Step-by-Step Guide: Introduction to Phylogenetic Analysis with MEGA

Author: Dr. Itunuoluwa Isewon

Email: itunu.isewon@covenantuniversity.edu.ng

You have been provided with a fasta file called Aspergillus18S.fasta and Yeast18S.fasta

📥 Dataset: Download the file for Aspergillus18S here

Download the file for Yeast18S.fasta here

Step 1: Import sequences into MEGA

Launch MEGA X.
File → Open a File/Session… → select Aspergillus18S.fasta.
When prompted, choose Align.
MEGA opens the Alignment Explorer showing your unaligned sequences.

Step 2 — Multiple Sequence Alignment (ClustalW)

In Alignment Explorer:

Align → Align by ClustalW .
Click Options and set/confirm the parameters below, then Compute.

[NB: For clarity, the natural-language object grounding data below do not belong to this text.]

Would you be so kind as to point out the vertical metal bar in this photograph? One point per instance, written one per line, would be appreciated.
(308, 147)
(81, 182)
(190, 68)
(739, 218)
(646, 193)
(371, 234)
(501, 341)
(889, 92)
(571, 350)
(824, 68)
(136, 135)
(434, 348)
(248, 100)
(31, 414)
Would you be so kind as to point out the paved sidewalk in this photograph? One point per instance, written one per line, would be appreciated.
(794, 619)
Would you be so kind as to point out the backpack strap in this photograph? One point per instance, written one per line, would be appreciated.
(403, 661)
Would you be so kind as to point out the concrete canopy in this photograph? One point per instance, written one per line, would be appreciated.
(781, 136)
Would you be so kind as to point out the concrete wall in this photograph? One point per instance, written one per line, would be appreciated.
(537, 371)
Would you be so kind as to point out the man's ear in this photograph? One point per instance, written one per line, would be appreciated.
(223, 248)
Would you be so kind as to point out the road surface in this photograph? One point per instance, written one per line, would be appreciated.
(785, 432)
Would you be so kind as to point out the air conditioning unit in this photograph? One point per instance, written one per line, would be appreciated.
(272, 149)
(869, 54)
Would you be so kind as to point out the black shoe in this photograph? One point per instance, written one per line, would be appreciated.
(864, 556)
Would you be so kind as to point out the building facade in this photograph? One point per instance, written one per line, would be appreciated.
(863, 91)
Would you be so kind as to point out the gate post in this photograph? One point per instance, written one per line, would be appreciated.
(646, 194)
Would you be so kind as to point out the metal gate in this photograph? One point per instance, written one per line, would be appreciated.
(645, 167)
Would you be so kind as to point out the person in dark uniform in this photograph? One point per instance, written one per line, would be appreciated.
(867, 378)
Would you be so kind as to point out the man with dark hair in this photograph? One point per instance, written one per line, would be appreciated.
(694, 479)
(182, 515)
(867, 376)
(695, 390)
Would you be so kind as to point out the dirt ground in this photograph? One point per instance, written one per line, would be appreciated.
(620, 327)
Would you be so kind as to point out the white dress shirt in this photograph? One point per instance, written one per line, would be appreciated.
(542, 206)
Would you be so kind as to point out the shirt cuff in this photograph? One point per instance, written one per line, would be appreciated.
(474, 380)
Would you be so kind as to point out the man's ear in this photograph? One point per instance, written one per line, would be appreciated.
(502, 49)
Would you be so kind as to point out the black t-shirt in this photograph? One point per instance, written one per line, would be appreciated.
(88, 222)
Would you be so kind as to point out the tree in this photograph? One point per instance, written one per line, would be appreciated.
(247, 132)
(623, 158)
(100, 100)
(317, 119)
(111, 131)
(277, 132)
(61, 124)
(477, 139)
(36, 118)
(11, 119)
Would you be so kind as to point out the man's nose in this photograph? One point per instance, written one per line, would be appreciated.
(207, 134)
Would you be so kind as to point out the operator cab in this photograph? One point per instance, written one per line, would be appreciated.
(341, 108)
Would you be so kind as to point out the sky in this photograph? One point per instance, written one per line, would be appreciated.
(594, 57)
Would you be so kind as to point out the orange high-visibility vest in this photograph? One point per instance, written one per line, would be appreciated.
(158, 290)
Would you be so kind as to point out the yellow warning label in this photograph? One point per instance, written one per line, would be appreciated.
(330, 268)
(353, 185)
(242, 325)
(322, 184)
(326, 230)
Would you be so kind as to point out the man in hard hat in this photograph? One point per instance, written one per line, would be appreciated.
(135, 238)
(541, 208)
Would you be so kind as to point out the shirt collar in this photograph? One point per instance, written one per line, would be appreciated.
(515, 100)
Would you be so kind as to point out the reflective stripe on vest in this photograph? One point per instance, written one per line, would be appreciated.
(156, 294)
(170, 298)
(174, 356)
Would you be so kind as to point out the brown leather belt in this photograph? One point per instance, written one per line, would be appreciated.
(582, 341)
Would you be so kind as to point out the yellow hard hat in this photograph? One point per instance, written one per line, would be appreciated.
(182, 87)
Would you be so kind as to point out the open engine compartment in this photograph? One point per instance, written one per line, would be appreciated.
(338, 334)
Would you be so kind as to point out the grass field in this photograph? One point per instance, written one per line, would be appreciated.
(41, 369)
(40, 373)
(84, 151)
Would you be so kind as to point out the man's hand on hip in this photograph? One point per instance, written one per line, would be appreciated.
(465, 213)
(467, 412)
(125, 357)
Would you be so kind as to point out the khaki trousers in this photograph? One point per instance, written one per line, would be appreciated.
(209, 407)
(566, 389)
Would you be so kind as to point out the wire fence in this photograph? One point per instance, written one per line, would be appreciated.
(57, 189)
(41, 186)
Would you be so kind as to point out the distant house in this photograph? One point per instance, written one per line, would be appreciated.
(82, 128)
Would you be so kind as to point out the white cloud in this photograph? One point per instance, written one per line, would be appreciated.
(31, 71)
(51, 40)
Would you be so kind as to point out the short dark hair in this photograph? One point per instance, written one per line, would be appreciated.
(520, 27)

After alignment: • Scroll through; 18S has conserved stems and variable loops—expect gaps mostly in variable regions.

• If the first/last ~10–30 bases are gappy, select and Edit → Delete Selected Sites (or Mask), so they don’t add noise.

Save the alignment: Data → Export Alignment → MEGA format (.meg) and also FASTA for records.

Step 3 — Build a Neighbor-Joining (NJ) tree

Close Alignment Explorer (save when prompted).
In the main MEGA window, choose Phylogeny → Construct/Test Neighbor Joining Tree.
In Analysis Preferences (the panel like your screenshot), set:

Analysis • Scope → All Selected Taxa (or choose a subset beforehand).

• Statistical Method → Neighbor-joining.

Phylogeny Test (support)

• Test of Phylogeny → Bootstrap method.

• No. of Bootstrap Replications → 1000.

Rule of thumb: ≥70% = moderate support, ≥90% = strong.

Substitution Model (Distances)

• Substitutions Type → Nucleotide.

• Model/Method → Maximum Composite Likelihood (MCL).

Alternatives: Tamura-Nei (TN93) or Kimura 2-parameter (K2P); try these if you want sensitivity analysis.

• Substitutions to Include → d: Transitions + Transversions (include both).

Rates and Patterns • Rates among Sites → Uniform Rates (appropriate for conserved 18S). If analyzing more variable loci (e.g., ITS), consider Gamma Distributed; MEGA will estimate the shape (α).

• Pattern among Lineages → Same (Homogeneous).

Data Subset to Use

• Gaps/Missing Data → Pairwise deletion (keeps more sites; good for rRNA with localized gaps). Complete deletion is stricter but can remove lots of signal.

• Select Codon Positions → Tick Noncoding Sites (coding positions have no effect for 18S).

Click Compute to infer the NJ tree.

Step 4 — Inspect, root, and annotate

• Rooting: If your file contains a clear outgroup (e.g., a non-Aspergillus fungus), Tree Explorer → Tree → Root on that taxon. If not, use Midpoint rooting.

• Show bootstrap values: In Tree Explorer, View → Display Option → Show → Bootstrap values.

• Tidy labels: Edit → Replace tip labels can shorten long headers; you kept accession+species, which is perfect.

• Collapse weak nodes: Optionally collapse branches with support <50–70% to simplify.